Will we have a size_t strlen(const char8_t*) in a future C++ version

688 Views Asked by At

char8_t in C++20 fixes some problems of char, so I was considering using char8_t instead of char for utf8 text (e.g. text from command line). But then I noticed that strlen was not specified in the standard to be used with char8_t, actually none of the functions in the cstring library are. Can I expect this to happen in a next standard update? Or is char8_t never intended to replace char in the way I had in mind?

4

There are 4 best solutions below

0
On BEST ANSWER

I'm the author of the P0482 and P1423 char8_t proposals.

The intent of those proposals was to introduce the char8_t type with the same level of support present for char16_t and char32_t and then to follow up with additional functionality later.

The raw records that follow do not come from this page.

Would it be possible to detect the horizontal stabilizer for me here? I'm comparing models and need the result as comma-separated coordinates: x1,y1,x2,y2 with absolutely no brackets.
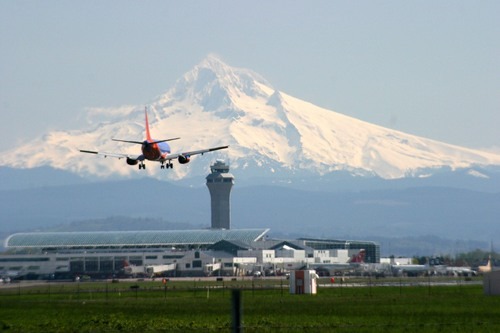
111,138,180,145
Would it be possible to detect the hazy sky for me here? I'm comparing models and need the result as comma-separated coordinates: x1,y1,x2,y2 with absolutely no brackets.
0,0,500,150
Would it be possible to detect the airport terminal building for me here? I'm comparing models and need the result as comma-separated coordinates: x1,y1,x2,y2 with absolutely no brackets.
0,161,380,279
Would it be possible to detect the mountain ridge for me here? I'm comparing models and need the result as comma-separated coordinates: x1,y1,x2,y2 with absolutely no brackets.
0,55,500,180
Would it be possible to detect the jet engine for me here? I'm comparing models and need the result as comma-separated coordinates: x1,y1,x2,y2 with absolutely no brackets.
127,157,139,165
177,155,190,164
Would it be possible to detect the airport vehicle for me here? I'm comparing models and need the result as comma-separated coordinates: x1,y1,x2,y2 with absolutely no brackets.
80,109,229,170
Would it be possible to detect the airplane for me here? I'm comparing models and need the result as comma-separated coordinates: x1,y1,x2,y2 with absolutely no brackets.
80,109,229,170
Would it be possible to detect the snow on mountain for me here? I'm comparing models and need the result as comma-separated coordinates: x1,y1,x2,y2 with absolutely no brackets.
0,56,500,179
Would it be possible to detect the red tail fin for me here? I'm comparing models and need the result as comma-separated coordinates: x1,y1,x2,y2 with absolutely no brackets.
144,108,153,141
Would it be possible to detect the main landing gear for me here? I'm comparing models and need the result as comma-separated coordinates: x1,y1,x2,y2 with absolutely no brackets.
160,162,174,169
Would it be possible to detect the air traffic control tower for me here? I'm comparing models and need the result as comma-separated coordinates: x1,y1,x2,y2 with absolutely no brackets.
207,160,234,229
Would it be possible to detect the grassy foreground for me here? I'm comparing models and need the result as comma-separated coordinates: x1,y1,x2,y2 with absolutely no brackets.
0,280,500,332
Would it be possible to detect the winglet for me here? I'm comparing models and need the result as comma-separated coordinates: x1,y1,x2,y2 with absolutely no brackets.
144,107,153,141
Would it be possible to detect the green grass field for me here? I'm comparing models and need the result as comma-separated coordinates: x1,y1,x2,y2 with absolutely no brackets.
0,279,500,332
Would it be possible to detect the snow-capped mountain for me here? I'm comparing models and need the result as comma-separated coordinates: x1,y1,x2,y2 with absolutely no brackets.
0,56,500,179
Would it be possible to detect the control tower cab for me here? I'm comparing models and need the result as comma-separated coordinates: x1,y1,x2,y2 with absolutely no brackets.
206,160,234,229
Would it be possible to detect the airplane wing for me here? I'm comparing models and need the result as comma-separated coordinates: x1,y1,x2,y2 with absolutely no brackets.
80,149,144,161
163,146,229,161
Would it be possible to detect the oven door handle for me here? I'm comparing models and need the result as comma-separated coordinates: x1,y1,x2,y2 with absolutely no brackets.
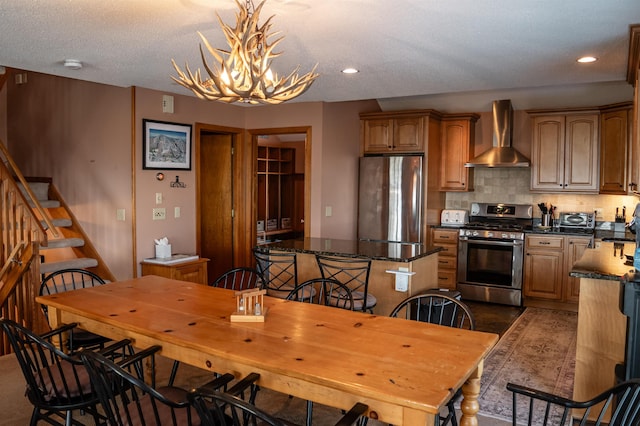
459,236,524,247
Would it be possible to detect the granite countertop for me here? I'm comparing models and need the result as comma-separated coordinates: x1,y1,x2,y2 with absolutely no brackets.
256,238,442,262
569,242,636,281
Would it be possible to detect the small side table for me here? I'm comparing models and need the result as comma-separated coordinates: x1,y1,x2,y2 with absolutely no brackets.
140,257,209,285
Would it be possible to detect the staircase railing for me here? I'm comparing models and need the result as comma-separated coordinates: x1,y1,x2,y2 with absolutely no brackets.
0,140,47,355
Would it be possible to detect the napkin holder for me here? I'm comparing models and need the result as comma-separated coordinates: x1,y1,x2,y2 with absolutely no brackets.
156,244,171,259
230,289,267,322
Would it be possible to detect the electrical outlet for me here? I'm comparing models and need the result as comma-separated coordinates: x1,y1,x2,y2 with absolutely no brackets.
153,207,167,220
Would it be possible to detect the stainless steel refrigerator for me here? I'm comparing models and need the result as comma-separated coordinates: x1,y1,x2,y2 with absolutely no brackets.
358,155,423,244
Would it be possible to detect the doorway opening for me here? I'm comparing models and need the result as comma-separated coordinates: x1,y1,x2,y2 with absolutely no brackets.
251,128,311,245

These proposals were adopted late in the C++20 development cycle (at the San Diego and Cologne meetings respectively), so there wasn't opportunity to deliver additional features for C++20.

One of the directives for SG16 as described in P1238 is to standardize new encoding aware text container and view types. Work is progressing in this area and we hope to deliver it for C++23. It is hoped that these new containers and views will supplant much raw string handling in C++.

With regard to strlen specifically, strlen is a C API. N2231 is a proposal to add char8_t support to C (again, at the same level as the existing support for char16_t and char32_t). That proposal has not yet been accepted by WG14. Assuming it is eventually accepted, then it would make sense to follow up with additional char8_t-based C string management functions (perhaps enhancing support for char16_t and char32_t as well).

At present, I'm working on completing an implementation of N2231 in gcc and glibc. Once that is complete, I intend to submit a revision of N2231 to WG14.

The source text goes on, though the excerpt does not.